Women on Top!

Paromita Singh is a working woman. But her office hours don't quite begin like her mother's teaching job. "I sleep while she works, and I work when the world sleeps," laughs Paromita. A little odd, was what her parents commented when she started with her job after graduation some two years ago. "But they are used to it now, because they have realised that I am not the only woman working at that hour in my office. My first cousin has also joined my company," states Paromita helpfully. This 22-year-old Lajpat Nagar resident works in a well-known BPO in Noida and takes the `office drop' at 3 a.m. six days a week.

Nivedita Rai's case was a little knotty. She was in an IT company in Noida some eight years ago. With the country's economy opening up and the Indian IT industry surging, many an MNC began to set up shop around Delhi. Enticed by a `head-hunter', she too went with the flow. Soon, she switched jobs and shifted base from Noida to Gurgaon, something she began to regret the second day at the office. "I felt like returning to my earlier company though the salary difference was quite a lot, simply because I found Noida more women-friendly. Those days, even taking a rickshaw to go to a nearby shop in Gurgaon was not free from risk. It was so thinly populated. Besides a few cars whizzing past you, the roads were almost empty. But I somehow stuck on," says Nivedita. Her endurance and loyalty to the company has earned her today the designation of project head. "My patience has surely paid off," she says with a smile.

A wide spectrum
Making inroads into a sector long established by statistics as a men's bastion, Paromita and Nivedita are but two ends of a wide spectrum in the Indian IT arena. If one is at the entry level of an IT-enabled company, the other has already climbed a few steps in an international IT firm. To paint the full picture, take a look at these figures: In the Indian IT industry, women now account for close to 30 per cent of the total workforce and this is expected to go up to 45 per cent by 2010. What is noteworthy is the steady rise of the figures. The figure, according to the Registrar General of India, as in 1981 was 19.7 per cent, which rose to 22.7 per cent in 1991, further rising to 25.7 per cent in 2001.

Recent figures gauged by Nasscom claim that the percentage of women workers in the IT and ITES sectors in India has risen by almost 18 per cent in the last two years. What's more, as per experts, the number of women technicians is likely to rise to 50 per cent by 2010.

Sangeeta Gupta, Vice President, Nasscom, says, "In the Indian software industry, the male to female ratio is 76:24. However, by the end of 2007, this ratio is likely to be 65:35. The trend is likely to continue and in fact gain momentum."

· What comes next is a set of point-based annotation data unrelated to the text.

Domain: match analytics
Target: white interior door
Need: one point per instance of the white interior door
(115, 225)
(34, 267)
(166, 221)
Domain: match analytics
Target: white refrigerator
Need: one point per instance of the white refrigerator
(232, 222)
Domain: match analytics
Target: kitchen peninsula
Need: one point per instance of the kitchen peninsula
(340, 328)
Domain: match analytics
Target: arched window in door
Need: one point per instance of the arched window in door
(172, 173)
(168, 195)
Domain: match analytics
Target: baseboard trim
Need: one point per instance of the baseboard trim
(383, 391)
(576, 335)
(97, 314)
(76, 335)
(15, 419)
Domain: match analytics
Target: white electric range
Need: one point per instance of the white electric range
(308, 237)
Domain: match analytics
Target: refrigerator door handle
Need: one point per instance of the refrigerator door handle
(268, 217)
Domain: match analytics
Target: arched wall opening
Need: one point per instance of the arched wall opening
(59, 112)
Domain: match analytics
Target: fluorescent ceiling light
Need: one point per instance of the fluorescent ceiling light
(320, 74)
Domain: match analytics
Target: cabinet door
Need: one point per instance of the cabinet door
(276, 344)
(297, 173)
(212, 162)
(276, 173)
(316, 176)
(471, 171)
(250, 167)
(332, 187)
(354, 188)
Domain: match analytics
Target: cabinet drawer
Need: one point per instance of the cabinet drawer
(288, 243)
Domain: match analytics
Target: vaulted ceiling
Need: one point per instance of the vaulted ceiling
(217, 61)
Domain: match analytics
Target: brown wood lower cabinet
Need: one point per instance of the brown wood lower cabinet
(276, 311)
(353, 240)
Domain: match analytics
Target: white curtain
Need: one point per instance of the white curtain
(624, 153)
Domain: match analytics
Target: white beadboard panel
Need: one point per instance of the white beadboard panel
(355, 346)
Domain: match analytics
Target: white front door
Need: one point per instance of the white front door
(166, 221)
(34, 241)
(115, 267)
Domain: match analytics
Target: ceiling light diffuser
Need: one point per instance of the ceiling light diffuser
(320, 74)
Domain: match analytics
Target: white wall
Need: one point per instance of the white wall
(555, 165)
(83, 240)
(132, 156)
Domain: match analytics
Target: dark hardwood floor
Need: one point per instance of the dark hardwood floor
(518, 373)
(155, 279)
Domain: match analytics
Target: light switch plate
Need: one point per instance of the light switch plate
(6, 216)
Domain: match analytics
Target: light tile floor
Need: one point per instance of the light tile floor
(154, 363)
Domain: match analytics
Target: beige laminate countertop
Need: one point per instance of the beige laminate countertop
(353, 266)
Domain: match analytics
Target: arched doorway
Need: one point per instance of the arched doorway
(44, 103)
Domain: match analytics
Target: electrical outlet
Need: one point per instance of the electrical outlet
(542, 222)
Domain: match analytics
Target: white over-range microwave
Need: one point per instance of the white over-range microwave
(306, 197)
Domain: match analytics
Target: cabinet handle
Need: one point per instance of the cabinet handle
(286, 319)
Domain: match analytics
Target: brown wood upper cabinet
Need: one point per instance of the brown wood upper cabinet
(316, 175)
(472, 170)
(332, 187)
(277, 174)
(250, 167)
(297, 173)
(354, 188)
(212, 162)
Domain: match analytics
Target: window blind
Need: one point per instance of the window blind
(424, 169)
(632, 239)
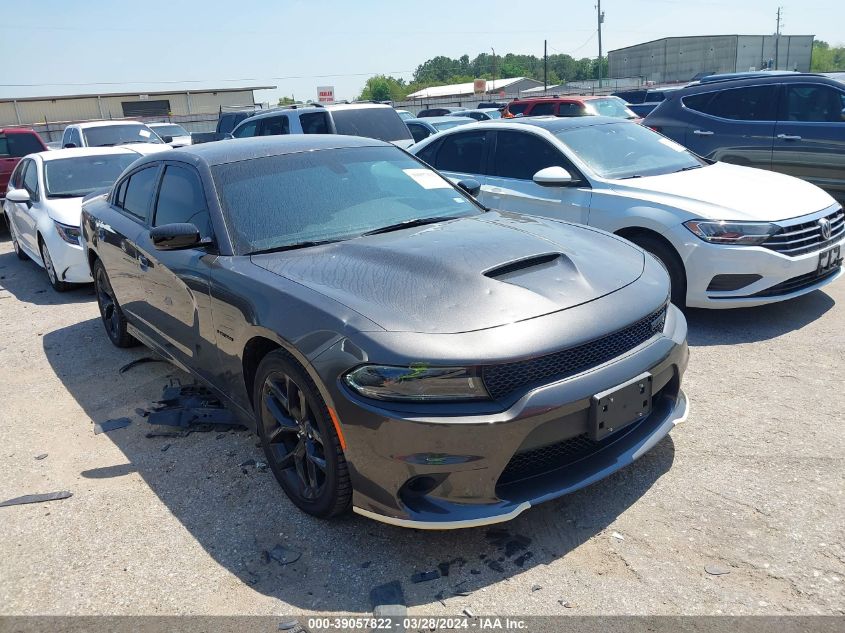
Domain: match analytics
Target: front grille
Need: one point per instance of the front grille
(797, 283)
(503, 380)
(806, 237)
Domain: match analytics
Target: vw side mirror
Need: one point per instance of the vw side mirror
(174, 237)
(553, 177)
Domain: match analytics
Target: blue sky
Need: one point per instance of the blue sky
(116, 45)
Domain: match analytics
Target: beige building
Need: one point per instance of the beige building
(195, 109)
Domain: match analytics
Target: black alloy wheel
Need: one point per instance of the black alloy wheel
(298, 438)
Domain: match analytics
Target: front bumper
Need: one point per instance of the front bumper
(781, 276)
(453, 471)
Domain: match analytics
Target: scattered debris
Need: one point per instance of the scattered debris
(283, 555)
(425, 576)
(191, 406)
(111, 425)
(39, 498)
(716, 570)
(139, 361)
(388, 600)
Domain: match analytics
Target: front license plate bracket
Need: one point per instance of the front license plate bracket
(621, 406)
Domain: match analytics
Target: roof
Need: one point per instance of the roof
(233, 150)
(694, 37)
(78, 152)
(462, 89)
(94, 95)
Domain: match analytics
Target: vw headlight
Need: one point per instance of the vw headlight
(737, 233)
(416, 382)
(68, 233)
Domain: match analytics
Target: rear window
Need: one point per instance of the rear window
(18, 145)
(381, 123)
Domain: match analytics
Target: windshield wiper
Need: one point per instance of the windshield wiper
(291, 247)
(407, 224)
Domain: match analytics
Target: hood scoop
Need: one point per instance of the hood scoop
(504, 272)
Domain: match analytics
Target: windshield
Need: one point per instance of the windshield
(170, 130)
(445, 125)
(79, 176)
(381, 123)
(108, 135)
(626, 150)
(610, 106)
(338, 194)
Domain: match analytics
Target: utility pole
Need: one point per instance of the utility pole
(600, 22)
(545, 66)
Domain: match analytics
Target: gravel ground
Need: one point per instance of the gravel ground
(751, 484)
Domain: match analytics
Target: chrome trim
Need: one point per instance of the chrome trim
(443, 525)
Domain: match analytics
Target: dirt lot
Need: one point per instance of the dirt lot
(752, 483)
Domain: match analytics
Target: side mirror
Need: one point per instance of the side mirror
(553, 177)
(471, 186)
(18, 195)
(174, 237)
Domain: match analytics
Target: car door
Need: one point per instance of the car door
(810, 135)
(460, 156)
(736, 125)
(175, 283)
(117, 237)
(515, 157)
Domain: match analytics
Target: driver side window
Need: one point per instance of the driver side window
(181, 199)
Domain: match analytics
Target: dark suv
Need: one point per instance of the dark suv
(793, 124)
(370, 120)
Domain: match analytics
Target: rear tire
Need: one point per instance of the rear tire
(671, 261)
(113, 319)
(52, 275)
(299, 438)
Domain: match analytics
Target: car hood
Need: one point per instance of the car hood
(466, 274)
(730, 192)
(65, 210)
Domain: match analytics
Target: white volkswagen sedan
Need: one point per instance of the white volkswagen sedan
(729, 236)
(44, 206)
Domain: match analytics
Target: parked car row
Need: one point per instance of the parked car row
(436, 338)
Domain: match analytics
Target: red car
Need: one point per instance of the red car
(15, 143)
(569, 106)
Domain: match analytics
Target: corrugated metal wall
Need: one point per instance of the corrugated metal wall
(88, 108)
(677, 59)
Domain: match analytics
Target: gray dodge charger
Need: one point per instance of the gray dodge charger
(398, 348)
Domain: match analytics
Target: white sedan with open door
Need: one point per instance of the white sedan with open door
(44, 205)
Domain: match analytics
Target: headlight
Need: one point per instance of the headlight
(417, 382)
(738, 233)
(69, 234)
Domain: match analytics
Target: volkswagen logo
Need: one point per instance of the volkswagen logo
(824, 226)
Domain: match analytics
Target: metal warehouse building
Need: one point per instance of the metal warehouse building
(682, 58)
(195, 109)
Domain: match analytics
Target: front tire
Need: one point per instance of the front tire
(113, 319)
(58, 284)
(299, 439)
(671, 261)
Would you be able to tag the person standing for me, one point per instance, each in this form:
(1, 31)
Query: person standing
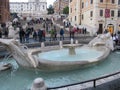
(22, 35)
(40, 33)
(0, 33)
(61, 34)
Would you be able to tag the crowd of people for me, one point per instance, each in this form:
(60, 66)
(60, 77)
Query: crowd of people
(46, 27)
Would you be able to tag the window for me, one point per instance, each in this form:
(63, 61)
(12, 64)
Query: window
(91, 14)
(101, 1)
(119, 13)
(101, 13)
(112, 13)
(91, 1)
(113, 1)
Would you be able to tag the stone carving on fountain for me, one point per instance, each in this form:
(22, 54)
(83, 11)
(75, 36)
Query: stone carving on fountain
(102, 40)
(21, 54)
(28, 58)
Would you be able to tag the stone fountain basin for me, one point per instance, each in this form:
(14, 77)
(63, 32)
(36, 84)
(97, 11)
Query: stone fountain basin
(46, 64)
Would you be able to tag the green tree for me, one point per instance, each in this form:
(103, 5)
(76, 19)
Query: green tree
(50, 9)
(66, 10)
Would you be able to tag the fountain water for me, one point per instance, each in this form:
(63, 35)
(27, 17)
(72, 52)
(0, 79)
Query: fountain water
(59, 59)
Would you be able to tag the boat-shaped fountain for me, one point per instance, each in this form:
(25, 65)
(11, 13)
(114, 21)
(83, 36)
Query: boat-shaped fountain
(71, 56)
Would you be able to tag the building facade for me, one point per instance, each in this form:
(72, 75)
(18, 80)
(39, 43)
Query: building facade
(59, 5)
(31, 8)
(97, 15)
(4, 11)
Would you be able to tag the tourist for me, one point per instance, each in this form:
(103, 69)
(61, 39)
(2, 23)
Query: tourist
(70, 32)
(27, 34)
(61, 34)
(43, 34)
(6, 32)
(115, 39)
(52, 34)
(35, 33)
(0, 33)
(55, 33)
(40, 33)
(22, 35)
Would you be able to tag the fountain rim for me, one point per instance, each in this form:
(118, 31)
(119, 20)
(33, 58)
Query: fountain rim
(105, 50)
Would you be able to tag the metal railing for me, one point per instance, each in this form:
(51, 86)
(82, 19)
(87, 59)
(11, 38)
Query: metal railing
(92, 80)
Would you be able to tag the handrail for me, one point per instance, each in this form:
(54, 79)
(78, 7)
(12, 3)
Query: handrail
(91, 80)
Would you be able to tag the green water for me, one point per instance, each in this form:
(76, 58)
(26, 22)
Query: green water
(21, 79)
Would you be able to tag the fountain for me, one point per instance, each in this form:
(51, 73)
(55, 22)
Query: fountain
(24, 77)
(98, 49)
(71, 47)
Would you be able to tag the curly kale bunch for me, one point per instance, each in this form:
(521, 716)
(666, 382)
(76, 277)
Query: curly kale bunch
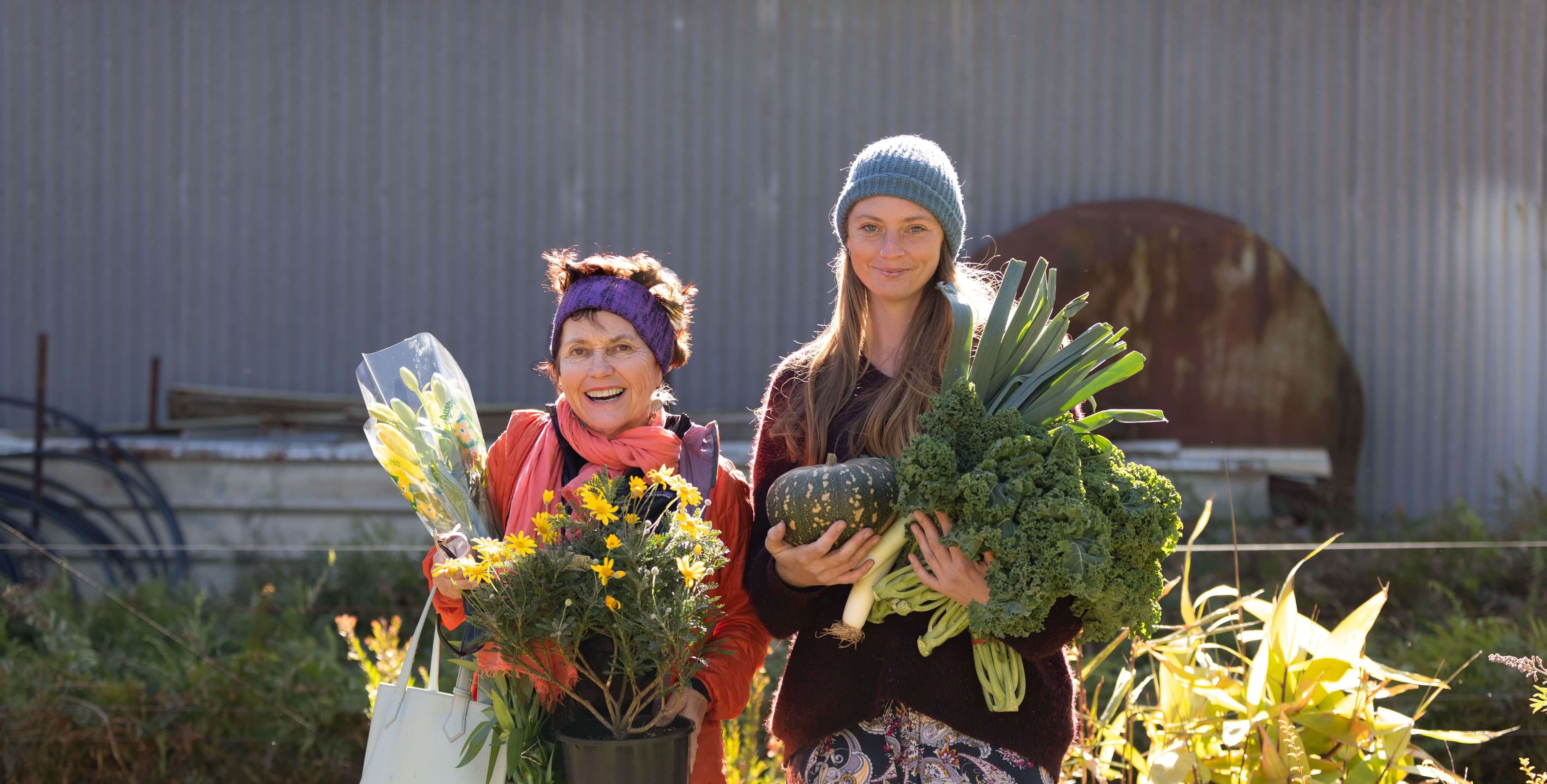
(1060, 509)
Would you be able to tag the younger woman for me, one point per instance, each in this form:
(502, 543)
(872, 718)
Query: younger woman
(881, 712)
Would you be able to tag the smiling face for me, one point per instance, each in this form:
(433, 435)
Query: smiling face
(895, 246)
(607, 373)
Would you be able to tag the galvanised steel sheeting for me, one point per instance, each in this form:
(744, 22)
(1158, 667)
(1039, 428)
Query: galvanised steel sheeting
(262, 191)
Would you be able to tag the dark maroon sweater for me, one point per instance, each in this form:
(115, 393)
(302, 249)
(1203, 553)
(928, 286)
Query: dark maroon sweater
(827, 689)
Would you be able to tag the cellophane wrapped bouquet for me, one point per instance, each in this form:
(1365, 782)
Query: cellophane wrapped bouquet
(424, 430)
(607, 562)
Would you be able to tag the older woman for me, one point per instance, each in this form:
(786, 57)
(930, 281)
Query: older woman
(622, 322)
(878, 710)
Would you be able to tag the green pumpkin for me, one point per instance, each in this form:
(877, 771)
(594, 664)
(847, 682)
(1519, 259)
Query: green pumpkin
(859, 492)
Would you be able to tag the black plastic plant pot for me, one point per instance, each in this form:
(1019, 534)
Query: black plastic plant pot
(655, 760)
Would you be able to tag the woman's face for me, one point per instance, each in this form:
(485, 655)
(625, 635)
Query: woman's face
(895, 246)
(607, 373)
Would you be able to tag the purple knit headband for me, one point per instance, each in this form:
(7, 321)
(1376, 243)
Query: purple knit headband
(629, 301)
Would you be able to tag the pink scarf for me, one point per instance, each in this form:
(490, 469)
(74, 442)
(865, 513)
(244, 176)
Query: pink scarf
(644, 447)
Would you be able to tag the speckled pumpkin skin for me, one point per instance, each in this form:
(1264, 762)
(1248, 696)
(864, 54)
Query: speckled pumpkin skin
(859, 492)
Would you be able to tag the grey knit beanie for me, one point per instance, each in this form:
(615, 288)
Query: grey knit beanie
(909, 168)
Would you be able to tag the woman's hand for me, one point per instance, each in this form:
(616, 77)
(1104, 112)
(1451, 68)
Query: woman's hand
(454, 584)
(817, 564)
(955, 574)
(692, 706)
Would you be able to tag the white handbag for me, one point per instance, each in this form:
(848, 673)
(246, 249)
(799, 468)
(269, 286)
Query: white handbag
(418, 734)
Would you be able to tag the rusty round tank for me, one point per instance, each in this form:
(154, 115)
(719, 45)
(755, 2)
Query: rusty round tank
(1240, 349)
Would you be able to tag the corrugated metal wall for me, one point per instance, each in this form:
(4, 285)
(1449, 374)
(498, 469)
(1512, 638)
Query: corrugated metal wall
(259, 191)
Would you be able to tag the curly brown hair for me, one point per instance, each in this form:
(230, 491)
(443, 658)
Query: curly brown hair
(565, 268)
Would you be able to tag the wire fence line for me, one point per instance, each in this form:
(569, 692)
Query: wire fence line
(1288, 547)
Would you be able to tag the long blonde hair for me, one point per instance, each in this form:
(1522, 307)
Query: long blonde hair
(828, 367)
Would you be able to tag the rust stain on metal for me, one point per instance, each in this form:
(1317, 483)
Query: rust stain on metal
(1240, 347)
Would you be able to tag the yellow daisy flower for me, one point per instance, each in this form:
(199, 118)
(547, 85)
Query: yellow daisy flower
(479, 573)
(604, 571)
(601, 511)
(493, 550)
(521, 545)
(689, 495)
(455, 565)
(692, 571)
(545, 529)
(692, 526)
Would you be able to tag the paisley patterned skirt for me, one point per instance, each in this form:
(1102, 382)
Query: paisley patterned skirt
(907, 747)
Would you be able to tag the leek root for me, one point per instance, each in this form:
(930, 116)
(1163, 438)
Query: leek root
(862, 596)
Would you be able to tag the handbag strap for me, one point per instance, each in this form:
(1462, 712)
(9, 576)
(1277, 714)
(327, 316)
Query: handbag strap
(414, 647)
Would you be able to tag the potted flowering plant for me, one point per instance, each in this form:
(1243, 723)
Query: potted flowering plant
(607, 607)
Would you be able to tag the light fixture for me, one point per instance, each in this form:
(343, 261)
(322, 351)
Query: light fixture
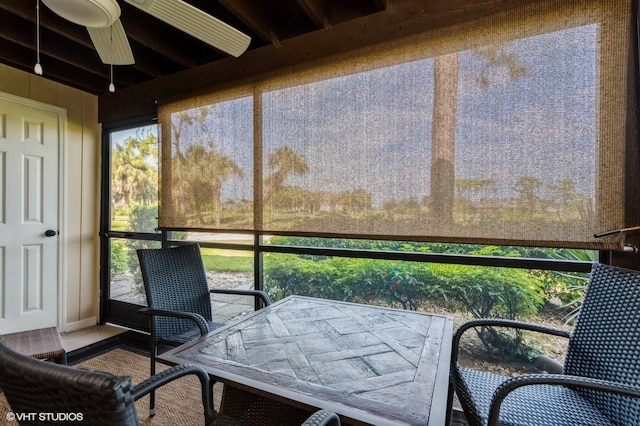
(37, 68)
(88, 13)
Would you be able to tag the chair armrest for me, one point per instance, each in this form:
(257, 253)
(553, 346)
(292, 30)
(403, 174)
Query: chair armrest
(255, 293)
(555, 379)
(154, 382)
(322, 418)
(197, 318)
(497, 322)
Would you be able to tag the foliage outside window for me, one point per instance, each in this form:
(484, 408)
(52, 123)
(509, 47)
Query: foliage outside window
(510, 133)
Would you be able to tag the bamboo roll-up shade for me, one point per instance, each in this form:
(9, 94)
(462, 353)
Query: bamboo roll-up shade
(512, 129)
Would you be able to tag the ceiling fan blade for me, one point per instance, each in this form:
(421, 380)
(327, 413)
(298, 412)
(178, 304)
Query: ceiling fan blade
(196, 23)
(112, 44)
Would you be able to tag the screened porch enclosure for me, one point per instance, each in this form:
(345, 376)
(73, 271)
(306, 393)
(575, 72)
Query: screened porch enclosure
(464, 169)
(510, 131)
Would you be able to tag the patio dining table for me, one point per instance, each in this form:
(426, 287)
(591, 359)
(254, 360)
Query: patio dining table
(369, 364)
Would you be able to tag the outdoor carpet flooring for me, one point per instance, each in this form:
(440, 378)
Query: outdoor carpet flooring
(177, 403)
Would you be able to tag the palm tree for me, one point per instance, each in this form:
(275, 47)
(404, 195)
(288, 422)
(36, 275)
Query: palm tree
(445, 97)
(205, 171)
(283, 161)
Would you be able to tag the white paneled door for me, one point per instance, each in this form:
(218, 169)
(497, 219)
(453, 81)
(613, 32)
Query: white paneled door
(30, 138)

So much so that the American IT sector is being outpaced by India in the race to attract more women into high-powered technology jobs. In the U.S., however, there's been an 18.5 per cent slump since 1996 in the percentage of women working in IT, according to the Information Technology Association of America.

In her recent study, Roopa Purushottaman, an economist, notes that the participation of women in the workforce is currently 35 per cent less than the potential. Increasing this participation can impact the national GDP positively by U.S. $35 billion in the next five years.

What's more, an increase in the percentage of women in senior positions improves the performance of women down the hierarchy. According to a study published by the Administrative Science Quarterly, the ability of professional women to form productive relationships with women co-workers depends on the proportion of women in senior positions rather than the total number of women in the organisation.

Going by the statistics, it wouldn't be wrong to deduce that there is definitely a mind shift among average middle class Indian parents, particularly in the metros, about educating their daughters. "I feel many parents are gradually getting to see the full picture. At the beginning, I too was not comfortable with my daughter's late working hours but finally realised that it is the demand of the job," says Arun Mehrotra, father of Ruchika, Paromita's colleague at work. A Preet Vihar resident, Mehrotra says though relatives still worry about finding Ruchika the right match who would be comfortable with her working hours, this, one finds, is the least of Ruchika's problems. "Men of my generation are changing," is her reaction.

But what Ruchika's family need to know is that according to a UN study, time-use surveys in six Indian states reveal that women typically spend 35 hours per week on household tasks and caring for children, the sick and elderly, against four hours per week for men. Even as we celebrate International Women's Day, we realise our women have been good at multi-tasking.

Significant benefits
Now, looking at the overall picture of the industry, one sees that the Indian IT sector is still in the growing stage, and as the need for talent grows across all levels, woman-power, if leveraged, can bring significant benefits to all stakeholders. According to Gartner, the emergence of women in varied roles in IT is among the 10 converging factors that will change the workforce by 2010.